Fiction does not necessarily entail something being a video game, movie, or TV show, rather “fiction” through those media could just be reflections upon our own lives and the way we fictitiously live them; the way we behave in everyday life due to the hopes and desires pushing us forth. This is the realization that can be seen through many video games such as The Sims, or even Grand Theft Auto, or other video games where the player may use the character to do whatever he or she wishes or desires. In support of this view of fiction, Will Wright, the creator of The Sims, while speaking to Chuck Klosterman, the author of the book Sex, Drugs, and cocoa puffs, tells him that “’…it does seem like some people come to these interesting conclusions about themselves when they play. And if a game changes your perception of the world around you, it’s successful.”

Viewing fiction from a slightly different scope is the literary observation of two words that are often used in opposition, Fact and Fiction; though, that has never been clear to me why it is that way. Something factual does not mean it contains truth, and something fictitious does not mean it does not contain truth. For example, it is factual information that Columbus discovered the Americas and the Native Americans, and that some historians have written Columbus developed a good relationship with them. That does not make it true information. In fact, Columbus was one of the first people to make slaves of the Native Americans, sending them to Europe in exchange for money; all the while, the Natives endured immense cruelty and hardship.

If viewed thusly, fact then becomes the objective view of truth, eliminating the several factors involved in deciphering it, while fiction becomes the subjective view of the truth, which allows for many interpretations and perceptions upon the objective truth. While facts would be the accumulation of specific data, fiction would be the interpretation of those data recorded. Fiction, then, allows for people, societies to cultivate their thinking through realizations, which come from the process of reflection presented by different media, of how it is that they truly perceive life, and what it is exactly they are continually hoping and desiring for.
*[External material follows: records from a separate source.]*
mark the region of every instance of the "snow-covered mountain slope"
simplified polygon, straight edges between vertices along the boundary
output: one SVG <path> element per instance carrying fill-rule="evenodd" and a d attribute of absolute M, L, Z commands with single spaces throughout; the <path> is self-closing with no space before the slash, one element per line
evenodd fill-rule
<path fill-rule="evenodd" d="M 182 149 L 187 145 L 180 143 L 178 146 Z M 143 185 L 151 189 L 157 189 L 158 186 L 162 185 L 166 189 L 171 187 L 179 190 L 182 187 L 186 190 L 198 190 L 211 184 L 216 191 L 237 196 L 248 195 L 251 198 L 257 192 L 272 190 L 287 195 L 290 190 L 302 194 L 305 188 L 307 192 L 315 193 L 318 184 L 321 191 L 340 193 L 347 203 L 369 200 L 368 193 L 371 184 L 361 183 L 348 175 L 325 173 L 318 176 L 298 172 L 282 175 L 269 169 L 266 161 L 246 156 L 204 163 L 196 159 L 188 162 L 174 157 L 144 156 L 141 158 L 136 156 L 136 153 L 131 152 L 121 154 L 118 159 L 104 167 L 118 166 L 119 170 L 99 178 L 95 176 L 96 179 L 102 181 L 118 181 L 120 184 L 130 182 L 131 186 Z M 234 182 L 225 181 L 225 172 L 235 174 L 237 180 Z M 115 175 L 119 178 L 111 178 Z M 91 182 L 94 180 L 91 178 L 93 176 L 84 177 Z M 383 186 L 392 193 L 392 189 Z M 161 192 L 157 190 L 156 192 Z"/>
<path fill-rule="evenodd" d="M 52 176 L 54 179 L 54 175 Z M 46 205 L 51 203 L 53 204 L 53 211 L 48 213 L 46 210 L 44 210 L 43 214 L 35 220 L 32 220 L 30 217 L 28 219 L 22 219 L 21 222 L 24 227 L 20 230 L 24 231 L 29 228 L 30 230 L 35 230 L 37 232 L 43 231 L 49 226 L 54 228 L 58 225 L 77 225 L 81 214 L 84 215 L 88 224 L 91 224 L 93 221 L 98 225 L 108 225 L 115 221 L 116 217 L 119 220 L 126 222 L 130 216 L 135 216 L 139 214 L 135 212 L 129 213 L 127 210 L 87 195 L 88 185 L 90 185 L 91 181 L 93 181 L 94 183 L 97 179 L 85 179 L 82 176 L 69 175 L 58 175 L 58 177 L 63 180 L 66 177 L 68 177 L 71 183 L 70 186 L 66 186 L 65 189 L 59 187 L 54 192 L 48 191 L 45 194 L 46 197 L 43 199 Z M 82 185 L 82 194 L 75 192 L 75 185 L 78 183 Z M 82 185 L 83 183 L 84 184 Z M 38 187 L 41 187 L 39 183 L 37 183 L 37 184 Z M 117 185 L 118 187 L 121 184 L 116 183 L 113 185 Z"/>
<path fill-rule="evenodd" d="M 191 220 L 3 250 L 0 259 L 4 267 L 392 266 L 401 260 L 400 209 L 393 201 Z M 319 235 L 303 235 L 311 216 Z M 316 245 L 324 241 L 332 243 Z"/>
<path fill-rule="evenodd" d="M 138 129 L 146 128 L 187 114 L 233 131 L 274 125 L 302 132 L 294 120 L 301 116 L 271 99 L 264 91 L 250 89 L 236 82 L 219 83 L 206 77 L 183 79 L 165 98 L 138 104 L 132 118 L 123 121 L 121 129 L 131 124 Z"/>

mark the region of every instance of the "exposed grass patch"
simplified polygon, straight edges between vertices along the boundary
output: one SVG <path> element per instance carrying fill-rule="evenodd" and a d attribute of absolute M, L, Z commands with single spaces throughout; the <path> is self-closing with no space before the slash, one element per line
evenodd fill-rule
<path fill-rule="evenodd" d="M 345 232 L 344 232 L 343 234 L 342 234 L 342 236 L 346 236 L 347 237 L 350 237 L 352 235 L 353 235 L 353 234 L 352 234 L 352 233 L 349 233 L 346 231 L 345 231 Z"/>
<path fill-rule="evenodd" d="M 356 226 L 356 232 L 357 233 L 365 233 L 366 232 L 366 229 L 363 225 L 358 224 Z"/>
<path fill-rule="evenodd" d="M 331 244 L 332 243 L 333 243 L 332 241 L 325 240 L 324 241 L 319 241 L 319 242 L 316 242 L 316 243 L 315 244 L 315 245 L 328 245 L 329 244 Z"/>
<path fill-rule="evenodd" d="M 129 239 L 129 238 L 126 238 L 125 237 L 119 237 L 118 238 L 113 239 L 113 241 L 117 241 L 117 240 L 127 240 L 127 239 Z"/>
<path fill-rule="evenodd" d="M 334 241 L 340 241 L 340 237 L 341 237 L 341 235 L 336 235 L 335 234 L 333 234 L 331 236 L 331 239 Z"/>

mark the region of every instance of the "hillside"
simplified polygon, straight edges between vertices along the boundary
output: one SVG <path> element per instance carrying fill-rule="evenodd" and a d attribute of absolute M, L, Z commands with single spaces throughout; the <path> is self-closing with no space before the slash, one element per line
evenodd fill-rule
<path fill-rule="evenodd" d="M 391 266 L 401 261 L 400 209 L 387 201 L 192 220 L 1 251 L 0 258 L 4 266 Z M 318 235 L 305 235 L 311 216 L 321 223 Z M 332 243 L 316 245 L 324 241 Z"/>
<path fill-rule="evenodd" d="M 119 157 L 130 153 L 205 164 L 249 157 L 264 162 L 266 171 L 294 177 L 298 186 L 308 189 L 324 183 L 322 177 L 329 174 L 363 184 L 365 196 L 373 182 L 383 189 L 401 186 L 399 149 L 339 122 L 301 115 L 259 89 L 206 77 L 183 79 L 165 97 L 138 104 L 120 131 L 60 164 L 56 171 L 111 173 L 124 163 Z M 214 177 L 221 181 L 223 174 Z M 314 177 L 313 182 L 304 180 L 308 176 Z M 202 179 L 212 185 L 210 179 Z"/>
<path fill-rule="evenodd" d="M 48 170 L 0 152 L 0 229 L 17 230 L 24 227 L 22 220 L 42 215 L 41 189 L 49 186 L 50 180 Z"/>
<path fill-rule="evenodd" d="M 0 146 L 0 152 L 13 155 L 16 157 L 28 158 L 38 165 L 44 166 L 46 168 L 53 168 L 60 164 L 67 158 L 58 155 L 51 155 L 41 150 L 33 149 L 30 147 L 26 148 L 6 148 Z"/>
While the literary sense of fiction provides us with reflections into our own inner lives, fiction in general also serves to provide us with goals, even if they maybe a bit dreamy, that are fostered in our minds through our hopes, desires, and perceptions. That which the King, Dr. Martin Luther King Jr., sought in his world was something fictitious. It was something that did not exist at the moment, but his hopes, desires, and perceptions pushed him to seek the day his dream would come true; this is the basis for fiction being a dream. If this dream was not allowed to exist, then the King would not have been who he was, and is why fiction is a natural right. If the dream was not allowed to exist, then the realizations society made through the King’s speeches and actions would not have been possible. For the purpose of serving this need of realizations in society, fiction is the natural right of every individual to dream.